Zika virus is transmitted to people primarily through the bite of an infected Aedes Aegypti, the same mosquito responsible for transmitting dengue virus.
Currently, there is no vaccine or medicine to prevent and treat Zika. Brazil, Colombia, El Salvador, French Guiana, Guatemala, Haiti, Honduras, Martinique, Mexico, Panama, Paraguay, Suriname, Venezuela and the Commonwealth of Puerto Rico are amongst worst-affected countries.
Unlike dengue, the condition of Zika fever patient does not deteriorate that much. One in five people infected with Zika virus will develop symptoms, which include fever, rash, joint pain, and conjunctivitis (pink eye).

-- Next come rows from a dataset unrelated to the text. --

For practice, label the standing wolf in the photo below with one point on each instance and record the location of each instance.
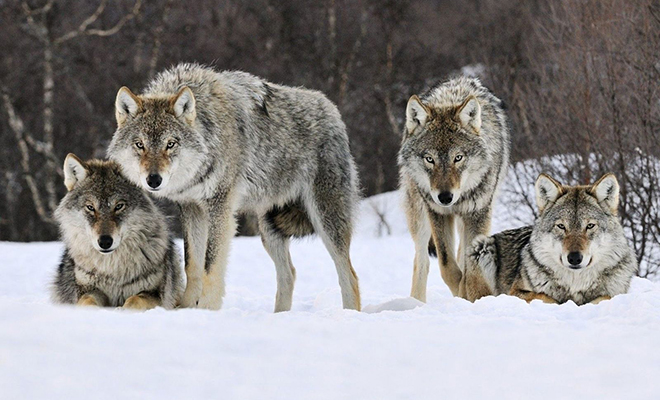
(575, 251)
(117, 248)
(454, 154)
(218, 143)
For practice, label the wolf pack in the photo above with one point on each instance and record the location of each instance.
(219, 144)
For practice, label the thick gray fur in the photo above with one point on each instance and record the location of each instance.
(441, 125)
(528, 261)
(243, 144)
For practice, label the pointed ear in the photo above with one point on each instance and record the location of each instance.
(75, 170)
(469, 113)
(547, 191)
(126, 104)
(183, 105)
(416, 113)
(606, 190)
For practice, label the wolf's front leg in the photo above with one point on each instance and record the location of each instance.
(195, 225)
(222, 227)
(442, 228)
(94, 298)
(473, 286)
(142, 301)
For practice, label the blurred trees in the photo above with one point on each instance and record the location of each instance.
(580, 77)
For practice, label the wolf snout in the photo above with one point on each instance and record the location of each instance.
(445, 198)
(105, 242)
(154, 180)
(575, 259)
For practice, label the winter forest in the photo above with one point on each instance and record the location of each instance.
(580, 80)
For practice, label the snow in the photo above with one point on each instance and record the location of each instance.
(398, 348)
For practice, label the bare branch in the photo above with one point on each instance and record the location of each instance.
(83, 28)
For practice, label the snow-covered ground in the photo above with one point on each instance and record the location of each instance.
(397, 349)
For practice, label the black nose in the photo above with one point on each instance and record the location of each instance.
(445, 197)
(105, 242)
(574, 257)
(154, 180)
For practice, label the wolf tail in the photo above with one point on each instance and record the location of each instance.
(432, 250)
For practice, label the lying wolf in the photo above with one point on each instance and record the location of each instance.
(454, 154)
(117, 248)
(576, 249)
(220, 143)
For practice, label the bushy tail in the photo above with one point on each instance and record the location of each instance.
(432, 250)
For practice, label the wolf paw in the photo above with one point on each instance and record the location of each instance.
(140, 303)
(88, 301)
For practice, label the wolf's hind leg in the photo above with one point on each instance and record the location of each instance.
(195, 225)
(94, 299)
(142, 301)
(473, 285)
(330, 211)
(277, 246)
(442, 228)
(420, 230)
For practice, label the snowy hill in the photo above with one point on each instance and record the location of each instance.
(397, 349)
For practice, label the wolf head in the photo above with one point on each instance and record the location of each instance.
(156, 142)
(442, 148)
(578, 226)
(99, 207)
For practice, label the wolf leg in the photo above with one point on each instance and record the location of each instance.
(599, 299)
(221, 230)
(94, 298)
(420, 230)
(142, 301)
(442, 229)
(194, 222)
(277, 246)
(473, 284)
(330, 211)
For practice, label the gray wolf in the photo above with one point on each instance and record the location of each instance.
(221, 143)
(454, 154)
(117, 249)
(576, 250)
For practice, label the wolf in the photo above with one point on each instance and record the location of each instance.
(455, 153)
(576, 250)
(118, 252)
(221, 143)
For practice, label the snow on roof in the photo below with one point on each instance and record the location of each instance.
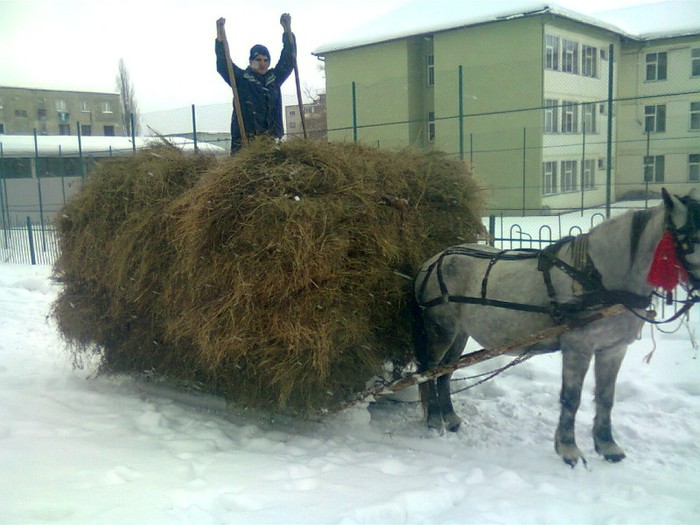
(670, 18)
(51, 145)
(423, 17)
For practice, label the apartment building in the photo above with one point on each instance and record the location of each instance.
(56, 112)
(525, 96)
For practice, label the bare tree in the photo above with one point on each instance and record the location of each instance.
(128, 99)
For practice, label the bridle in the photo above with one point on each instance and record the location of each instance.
(687, 237)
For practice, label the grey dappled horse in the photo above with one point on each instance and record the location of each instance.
(498, 297)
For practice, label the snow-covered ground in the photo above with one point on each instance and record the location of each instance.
(77, 449)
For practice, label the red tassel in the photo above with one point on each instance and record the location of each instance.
(666, 269)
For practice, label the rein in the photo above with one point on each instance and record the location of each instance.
(595, 294)
(587, 281)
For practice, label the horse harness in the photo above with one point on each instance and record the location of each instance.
(588, 288)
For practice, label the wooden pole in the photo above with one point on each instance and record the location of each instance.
(293, 42)
(234, 89)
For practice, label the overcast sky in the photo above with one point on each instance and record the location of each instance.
(168, 46)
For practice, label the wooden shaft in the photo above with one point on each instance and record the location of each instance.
(293, 42)
(232, 78)
(485, 354)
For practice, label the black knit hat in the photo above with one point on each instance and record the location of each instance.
(259, 49)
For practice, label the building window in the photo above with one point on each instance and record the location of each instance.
(569, 117)
(431, 126)
(654, 168)
(430, 65)
(655, 119)
(549, 178)
(695, 116)
(569, 59)
(589, 58)
(589, 114)
(656, 66)
(568, 175)
(588, 175)
(694, 64)
(694, 167)
(551, 115)
(551, 52)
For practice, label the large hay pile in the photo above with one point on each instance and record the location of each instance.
(273, 278)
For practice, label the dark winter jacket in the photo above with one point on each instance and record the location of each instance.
(260, 96)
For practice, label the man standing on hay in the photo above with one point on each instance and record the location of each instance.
(257, 86)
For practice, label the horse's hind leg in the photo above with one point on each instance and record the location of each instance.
(607, 365)
(575, 364)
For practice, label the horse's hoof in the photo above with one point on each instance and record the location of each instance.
(611, 452)
(614, 458)
(453, 422)
(569, 453)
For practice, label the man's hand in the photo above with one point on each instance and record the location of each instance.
(286, 21)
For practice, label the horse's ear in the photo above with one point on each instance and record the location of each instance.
(675, 208)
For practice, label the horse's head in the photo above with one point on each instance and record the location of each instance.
(683, 221)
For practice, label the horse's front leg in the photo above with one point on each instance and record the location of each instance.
(575, 363)
(607, 365)
(451, 419)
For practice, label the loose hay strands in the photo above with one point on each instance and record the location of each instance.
(271, 278)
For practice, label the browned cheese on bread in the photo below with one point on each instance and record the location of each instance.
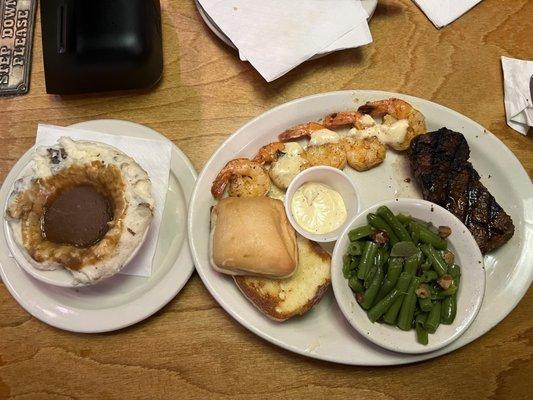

Other commonly reported symptoms include headache and pain behind the eyes. The illness is usually mild with symptoms lasting from several days to a week.
Severe disease requiring hospitalization is uncommon and case fatality is low. Consequences of Zika virus infection are severe for newborns of affected mothers.
Zika virus RNA has been detected in the amniotic fluid of two fetuses, indicating that it could cause a mother-to-child infection. There is a link between Zika fever and abnormalities of brain (microcephaly) and eye in newborn babies by mother-to-child transmission. The infection could lead to abortion and abnormalities of brain, from severe to mild, in the newborns.

1ST DEATHS REPORTED IN COLOMBIA

The mosquito-borne Zika virus sweeping through Latin America has claimed three lives in Colombia, as the United Nations urged increased access to abortion because of fears of severe birth defects.
In the first direct statements from government health officials blaming Zika for causing deaths, Colombia's National Health Institute (INS) said the patients died after contracting the virus and developing a rare neurological disorder called Guillain-Barre syndrome. Cases of the syndrome - in which the immune system attacks the nervous system, causing weakness and sometimes paralysis - have increased in tandem with the Zika outbreak, fuelling suspicions that it is a complication of the otherwise mild tropical fever, which is also blamed for causing brain damage in babies born to infected mothers.
"Other cases (of deaths linked to Zika) are going to emerge," said epidemiologist Martha Lucia Ospina, director of the INS.
"The world is realizing that Zika can be deadly. The mortality rate is not very high, but it can be deadly." Most Guillain-Barre patients recover, but the syndrome sometimes causes paralysis or even death.